This is the mail archive of the gdb-patches@sourceware.org mailing list for the GDB project.


Index Nav: [Date Index] [Subject Index] [Author Index] [Thread Index]
Message Nav: [Date Prev] [Date Next] [Thread Prev] [Thread Next]
Other format: [Raw text]

[RFC] GDB performance testing infrastructure


Hi,
Here is a proposal of GDB performance testing infrastructure.
We'd like to know how people think about this, especially on,

  1) What performance issues this infrastructure can test or
handle,
  2) What does this infrastructure look like?  What it can do
and what it can't do.

I've written some micro-benchmarks, and run them in this
infrastructure prototype.  The results look reasonable and
interesting.

Table of Contents
_________________

1 Motivation and Goals
.. 1.1 Goals
2 Known works
3 Design
.. 3.1 Requirements
.. 3.2 Design
4 Example
.. 4.1 single step
.. 4.2 shared library





1 Motivation and Goals
======================

  GDB development process has no standard mechanism to show the
  performance of GDB snapshot or release is improved or worsened.  We
  run regression tests which address only questions of functionality.
  Performance regressions do show up periodically.

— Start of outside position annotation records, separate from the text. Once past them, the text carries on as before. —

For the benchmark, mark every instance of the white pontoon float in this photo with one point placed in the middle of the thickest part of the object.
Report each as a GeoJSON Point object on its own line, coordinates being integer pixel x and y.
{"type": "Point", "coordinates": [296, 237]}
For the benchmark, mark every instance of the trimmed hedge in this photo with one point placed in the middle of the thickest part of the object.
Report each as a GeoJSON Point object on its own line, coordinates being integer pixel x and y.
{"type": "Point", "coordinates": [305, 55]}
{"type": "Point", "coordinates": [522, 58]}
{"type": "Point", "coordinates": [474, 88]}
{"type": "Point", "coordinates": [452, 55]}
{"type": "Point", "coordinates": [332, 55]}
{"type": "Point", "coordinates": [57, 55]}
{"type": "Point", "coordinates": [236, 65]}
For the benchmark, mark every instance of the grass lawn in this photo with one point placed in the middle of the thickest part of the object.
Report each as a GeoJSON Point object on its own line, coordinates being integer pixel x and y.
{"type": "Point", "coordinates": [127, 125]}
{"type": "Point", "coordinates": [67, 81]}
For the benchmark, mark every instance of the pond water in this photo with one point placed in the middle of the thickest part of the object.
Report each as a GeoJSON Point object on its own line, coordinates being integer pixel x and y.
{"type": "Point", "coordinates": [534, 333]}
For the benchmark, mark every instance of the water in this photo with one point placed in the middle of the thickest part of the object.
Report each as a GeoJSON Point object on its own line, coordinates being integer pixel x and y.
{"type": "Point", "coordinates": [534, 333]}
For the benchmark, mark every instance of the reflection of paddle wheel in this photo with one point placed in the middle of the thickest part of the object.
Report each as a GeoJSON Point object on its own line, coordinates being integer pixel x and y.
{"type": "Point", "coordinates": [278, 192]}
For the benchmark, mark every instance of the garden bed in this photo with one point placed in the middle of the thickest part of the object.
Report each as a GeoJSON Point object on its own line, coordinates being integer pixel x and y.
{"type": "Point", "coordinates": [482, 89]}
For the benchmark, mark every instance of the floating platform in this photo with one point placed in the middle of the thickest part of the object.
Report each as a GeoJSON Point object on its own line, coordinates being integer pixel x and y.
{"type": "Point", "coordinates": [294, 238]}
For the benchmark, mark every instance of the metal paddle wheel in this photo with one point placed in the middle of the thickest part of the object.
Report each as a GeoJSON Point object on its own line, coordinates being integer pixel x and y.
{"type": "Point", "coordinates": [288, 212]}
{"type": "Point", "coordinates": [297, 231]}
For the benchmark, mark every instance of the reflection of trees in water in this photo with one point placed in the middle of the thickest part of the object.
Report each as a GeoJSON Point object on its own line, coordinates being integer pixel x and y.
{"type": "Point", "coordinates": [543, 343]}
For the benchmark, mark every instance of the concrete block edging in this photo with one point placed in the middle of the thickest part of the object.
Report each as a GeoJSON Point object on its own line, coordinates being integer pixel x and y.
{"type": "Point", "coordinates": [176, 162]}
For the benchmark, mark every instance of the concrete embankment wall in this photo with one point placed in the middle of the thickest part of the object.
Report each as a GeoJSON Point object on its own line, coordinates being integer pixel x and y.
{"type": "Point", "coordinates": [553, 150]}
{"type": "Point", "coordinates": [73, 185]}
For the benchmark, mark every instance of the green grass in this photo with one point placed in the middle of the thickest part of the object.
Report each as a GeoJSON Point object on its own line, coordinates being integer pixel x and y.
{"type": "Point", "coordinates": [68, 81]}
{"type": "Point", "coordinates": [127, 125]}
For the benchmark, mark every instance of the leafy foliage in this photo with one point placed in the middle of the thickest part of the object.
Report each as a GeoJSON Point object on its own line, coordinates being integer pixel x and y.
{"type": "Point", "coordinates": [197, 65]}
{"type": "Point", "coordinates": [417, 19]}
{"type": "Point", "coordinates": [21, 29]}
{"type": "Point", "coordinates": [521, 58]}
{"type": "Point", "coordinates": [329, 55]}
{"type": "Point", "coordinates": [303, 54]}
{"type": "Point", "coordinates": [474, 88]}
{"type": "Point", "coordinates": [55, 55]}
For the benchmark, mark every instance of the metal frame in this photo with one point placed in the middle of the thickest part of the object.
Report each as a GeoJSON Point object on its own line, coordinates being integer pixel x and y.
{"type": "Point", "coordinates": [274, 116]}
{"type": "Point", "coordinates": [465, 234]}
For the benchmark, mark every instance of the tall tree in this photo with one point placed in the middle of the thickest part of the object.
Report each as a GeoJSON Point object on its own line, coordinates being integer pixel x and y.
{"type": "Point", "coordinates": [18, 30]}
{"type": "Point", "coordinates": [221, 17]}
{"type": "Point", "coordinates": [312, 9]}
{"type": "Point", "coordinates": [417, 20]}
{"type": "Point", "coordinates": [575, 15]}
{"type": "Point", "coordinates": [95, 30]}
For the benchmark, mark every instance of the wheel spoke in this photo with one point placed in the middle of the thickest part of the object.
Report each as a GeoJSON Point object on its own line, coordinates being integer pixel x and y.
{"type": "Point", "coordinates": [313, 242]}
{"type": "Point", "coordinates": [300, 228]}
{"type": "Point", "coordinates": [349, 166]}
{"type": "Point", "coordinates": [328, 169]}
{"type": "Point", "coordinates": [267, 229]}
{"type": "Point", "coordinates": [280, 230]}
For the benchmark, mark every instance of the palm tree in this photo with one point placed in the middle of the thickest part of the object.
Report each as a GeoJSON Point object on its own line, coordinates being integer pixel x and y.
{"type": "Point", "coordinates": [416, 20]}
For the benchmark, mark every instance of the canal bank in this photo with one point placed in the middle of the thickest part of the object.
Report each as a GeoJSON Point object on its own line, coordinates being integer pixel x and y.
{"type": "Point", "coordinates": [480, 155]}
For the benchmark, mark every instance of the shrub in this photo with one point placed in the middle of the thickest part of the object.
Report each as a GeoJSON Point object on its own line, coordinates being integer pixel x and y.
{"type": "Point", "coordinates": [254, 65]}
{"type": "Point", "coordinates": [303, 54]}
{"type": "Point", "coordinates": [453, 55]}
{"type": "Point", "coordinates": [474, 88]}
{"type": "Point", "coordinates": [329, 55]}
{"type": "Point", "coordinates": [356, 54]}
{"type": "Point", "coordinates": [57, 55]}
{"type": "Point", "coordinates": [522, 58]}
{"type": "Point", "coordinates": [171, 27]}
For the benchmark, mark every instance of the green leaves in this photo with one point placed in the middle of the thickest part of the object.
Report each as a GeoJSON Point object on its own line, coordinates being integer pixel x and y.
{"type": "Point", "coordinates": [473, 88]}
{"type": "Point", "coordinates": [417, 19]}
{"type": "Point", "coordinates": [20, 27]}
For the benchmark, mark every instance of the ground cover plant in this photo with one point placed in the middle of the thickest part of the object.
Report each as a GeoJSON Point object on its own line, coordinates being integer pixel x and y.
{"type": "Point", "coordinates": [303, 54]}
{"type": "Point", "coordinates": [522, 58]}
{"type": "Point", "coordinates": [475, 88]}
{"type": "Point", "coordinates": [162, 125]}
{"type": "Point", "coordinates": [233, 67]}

  We really needs performance testing in GDB development, especially for
  these following areas, to make sure there is no performance regression
  introduced in the development.

  * Remote debugging.  It is slower to read from the remote target, and
    worse, GDB reads the same memory regions in multiple times, or reads
    the consecutive memory by multiple packets.
  * Symbols.  Some of the performance problems in GDB are related to
    symbols.  When GDB is used to debug large programs in real life,
    such as LibreOffice, which has a huge number of symbols, it is a
    challenge to GDB to organize them in an efficient way.  We can also
    find some bugs reported in bugzilla, such as [PR15412], [PR14125],
    etc.  Issues are documented on [wiki].
  * Shared library.  When a program needs a large number of shared
    libraries, GDB will be slow.  Gary improved the performance in this
    area, but there is still an open bug on scalability ([PR15590]).
  * Tracepoint.  Tracepoint is designed to be efficient on collecting
    data in the inferior, so we need performance tests to guarantee that
    tracepoint is still efficient enough.  Note that we a test
    `gdb.trace/tspeed.exp', but there are still some rooms to improve.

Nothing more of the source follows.